Dunia terbalik! Bukan merujuk kepada sinetron “Dunia Terbalik” yang dilakoni Agus Kuncoro (pemeran Akum) dan Idrus Madani (pemeran Ustadz Kemed). Tapi pada keterbalikan kehidupan kita sendiri. Apa yang seharusnya, diabaikan! Sebaliknya, apa yang tak seharusnya, diprioritaskan! Paradoks. Entah apa itu. Karena masing-masing bisa berbeda definisi, apa yang seharusnya dan tak seharusnya.

Seperti di era media sosial (medsos), hidup kita bukan hidup untuk kita. Tapi hidup untuk melihat status, story, tweetan dan postingan orang lain. Atau mengumbar curhatan dan pamer aktivitas di ruang maya. Adiksi medsos dan takut dibilang “tak update”. Eksistensi yang semestinya tertutup dan menjadi ruang kontemplasi spiritual dan sosial, berubah menjadi komoditas.   Tak terkunci bahkan sengaja dibuka untuk dimasuki gatra lain.

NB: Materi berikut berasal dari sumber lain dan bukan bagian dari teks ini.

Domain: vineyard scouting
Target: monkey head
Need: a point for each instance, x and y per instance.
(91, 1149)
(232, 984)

Kita pun hidup menyesuaikan dan disesuaikan atas vista itu. Cara hidup dan cara pandang yang didiktekan. Ruang fisik tergantikan dengan interkoneksi maya. Kadang menumpulkan nalar dan rasa.

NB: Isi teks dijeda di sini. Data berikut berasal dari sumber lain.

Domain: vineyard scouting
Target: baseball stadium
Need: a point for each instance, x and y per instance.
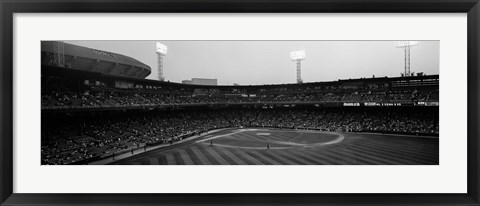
(98, 108)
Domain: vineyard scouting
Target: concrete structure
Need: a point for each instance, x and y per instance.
(201, 81)
(70, 56)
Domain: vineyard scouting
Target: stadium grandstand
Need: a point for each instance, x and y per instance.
(97, 105)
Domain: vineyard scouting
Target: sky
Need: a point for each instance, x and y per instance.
(268, 62)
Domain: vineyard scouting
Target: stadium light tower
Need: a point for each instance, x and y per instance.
(406, 45)
(161, 51)
(298, 56)
(58, 53)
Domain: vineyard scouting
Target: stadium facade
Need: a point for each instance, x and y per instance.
(98, 106)
(55, 53)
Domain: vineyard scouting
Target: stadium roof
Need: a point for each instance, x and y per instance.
(94, 60)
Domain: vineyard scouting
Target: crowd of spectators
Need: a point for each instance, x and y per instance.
(119, 98)
(66, 141)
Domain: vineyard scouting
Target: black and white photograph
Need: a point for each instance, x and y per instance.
(165, 102)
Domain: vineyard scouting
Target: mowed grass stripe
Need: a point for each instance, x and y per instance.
(162, 159)
(245, 157)
(285, 136)
(331, 156)
(380, 160)
(317, 157)
(193, 156)
(263, 159)
(308, 157)
(279, 159)
(425, 153)
(201, 156)
(293, 157)
(153, 161)
(389, 145)
(227, 158)
(351, 158)
(178, 158)
(405, 156)
(232, 156)
(185, 157)
(170, 158)
(218, 158)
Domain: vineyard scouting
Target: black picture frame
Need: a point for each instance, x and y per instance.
(10, 7)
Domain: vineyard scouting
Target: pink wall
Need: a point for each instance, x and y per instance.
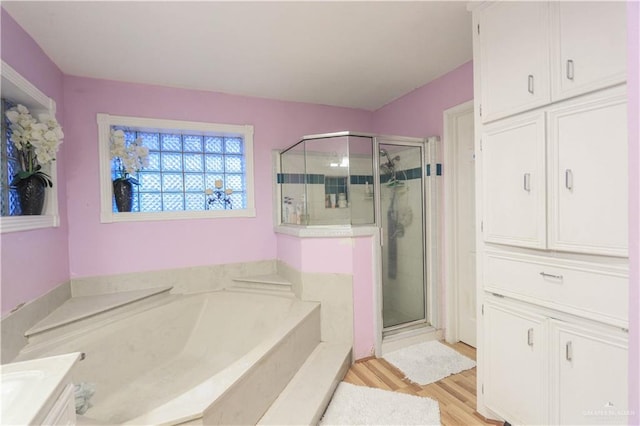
(344, 256)
(633, 58)
(102, 249)
(419, 113)
(36, 261)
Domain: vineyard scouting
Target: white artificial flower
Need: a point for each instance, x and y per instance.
(37, 141)
(130, 158)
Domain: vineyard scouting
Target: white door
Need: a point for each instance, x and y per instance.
(465, 247)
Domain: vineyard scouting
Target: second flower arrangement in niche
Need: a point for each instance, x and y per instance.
(129, 158)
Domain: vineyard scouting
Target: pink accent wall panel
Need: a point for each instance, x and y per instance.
(419, 113)
(34, 262)
(103, 249)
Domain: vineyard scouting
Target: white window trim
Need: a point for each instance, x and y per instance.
(20, 90)
(105, 121)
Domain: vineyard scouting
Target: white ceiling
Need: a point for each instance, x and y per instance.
(353, 54)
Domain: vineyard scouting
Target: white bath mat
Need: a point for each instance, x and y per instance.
(360, 405)
(429, 362)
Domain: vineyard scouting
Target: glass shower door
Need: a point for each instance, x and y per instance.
(402, 192)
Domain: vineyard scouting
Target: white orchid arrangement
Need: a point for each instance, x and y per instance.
(37, 142)
(130, 158)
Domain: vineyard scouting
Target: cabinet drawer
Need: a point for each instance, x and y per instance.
(573, 287)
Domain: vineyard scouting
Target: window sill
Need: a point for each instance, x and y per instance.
(110, 217)
(27, 223)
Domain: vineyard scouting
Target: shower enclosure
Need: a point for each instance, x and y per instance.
(351, 179)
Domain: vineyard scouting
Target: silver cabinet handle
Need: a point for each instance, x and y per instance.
(568, 179)
(545, 275)
(570, 69)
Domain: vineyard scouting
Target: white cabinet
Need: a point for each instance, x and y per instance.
(588, 174)
(589, 371)
(513, 178)
(515, 370)
(556, 178)
(534, 53)
(551, 202)
(540, 370)
(514, 49)
(589, 49)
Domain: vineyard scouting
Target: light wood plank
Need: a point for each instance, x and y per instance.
(456, 394)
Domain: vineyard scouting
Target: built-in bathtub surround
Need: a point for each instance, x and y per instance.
(15, 324)
(174, 362)
(334, 292)
(183, 280)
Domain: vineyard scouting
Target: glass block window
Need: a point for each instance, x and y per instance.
(9, 166)
(182, 167)
(189, 163)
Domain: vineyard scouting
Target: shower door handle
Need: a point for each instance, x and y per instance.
(568, 179)
(530, 83)
(527, 182)
(570, 69)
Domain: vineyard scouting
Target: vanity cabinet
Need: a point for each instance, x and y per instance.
(589, 375)
(588, 180)
(515, 363)
(556, 178)
(514, 181)
(588, 46)
(531, 356)
(551, 204)
(534, 53)
(514, 48)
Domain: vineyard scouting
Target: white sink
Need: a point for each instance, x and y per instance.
(19, 386)
(29, 388)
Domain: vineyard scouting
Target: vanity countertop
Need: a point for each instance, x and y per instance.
(30, 388)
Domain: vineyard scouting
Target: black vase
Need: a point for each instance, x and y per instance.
(123, 193)
(31, 195)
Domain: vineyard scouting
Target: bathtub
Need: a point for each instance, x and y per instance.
(213, 358)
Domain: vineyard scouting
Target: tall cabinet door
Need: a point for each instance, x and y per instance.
(589, 46)
(588, 173)
(514, 359)
(590, 376)
(513, 181)
(514, 57)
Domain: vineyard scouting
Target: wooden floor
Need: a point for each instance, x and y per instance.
(456, 394)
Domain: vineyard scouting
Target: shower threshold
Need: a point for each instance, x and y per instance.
(407, 335)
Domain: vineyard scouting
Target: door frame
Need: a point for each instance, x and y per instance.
(450, 276)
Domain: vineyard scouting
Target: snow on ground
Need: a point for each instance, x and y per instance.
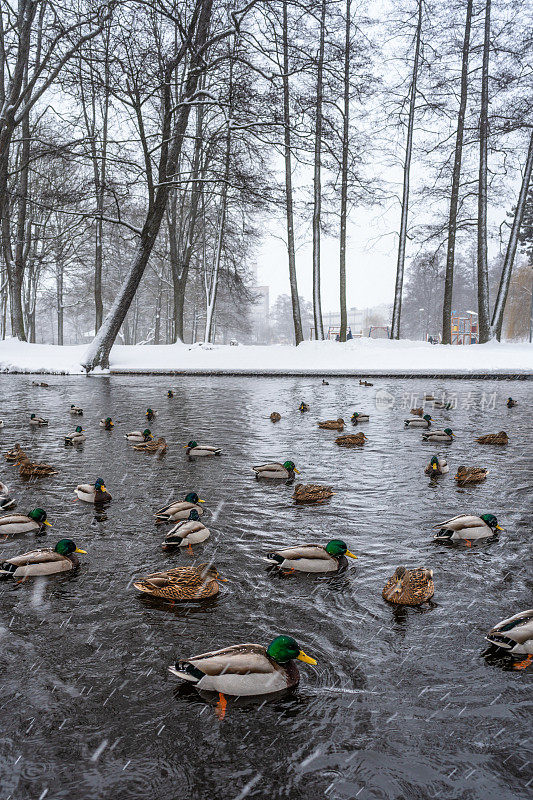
(358, 357)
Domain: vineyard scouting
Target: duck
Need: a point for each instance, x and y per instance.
(6, 501)
(467, 527)
(14, 524)
(439, 436)
(93, 492)
(245, 670)
(471, 474)
(180, 509)
(351, 439)
(195, 449)
(33, 469)
(136, 437)
(42, 562)
(15, 454)
(181, 583)
(515, 635)
(493, 438)
(78, 437)
(188, 532)
(437, 466)
(276, 471)
(419, 422)
(312, 557)
(35, 420)
(311, 493)
(332, 424)
(156, 446)
(409, 587)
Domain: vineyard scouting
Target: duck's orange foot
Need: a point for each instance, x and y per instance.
(523, 664)
(220, 708)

Di jagat maya, eksistensi adalah status, story, tweet, postingan atau lainnya. Realitas sosial dikonstruksi ulang. Melahirkan realitas baru, bahkan hyperrealitas -kebohongan yang dianggap realitas alias hoaxs. Begitu kata Jeand Baudrillard.  Individu mampu bermetamorphosis, berevolusi, mencipta, mengubah peran, identitas dan konsep diri sesuai keinginan.  Seolah kita bisa mencipta hidup itu sendiri dan diciptakan dalam dunia baru, dunia maya. Penciptaan hidup yang cenderung egoistik, nir rasa dan nir kepekaan. Dunia tanpa jiwa. Dunia yang selalu membuka mata, namun meniduri mata hatinya. Malar-malar, jiwanya mati.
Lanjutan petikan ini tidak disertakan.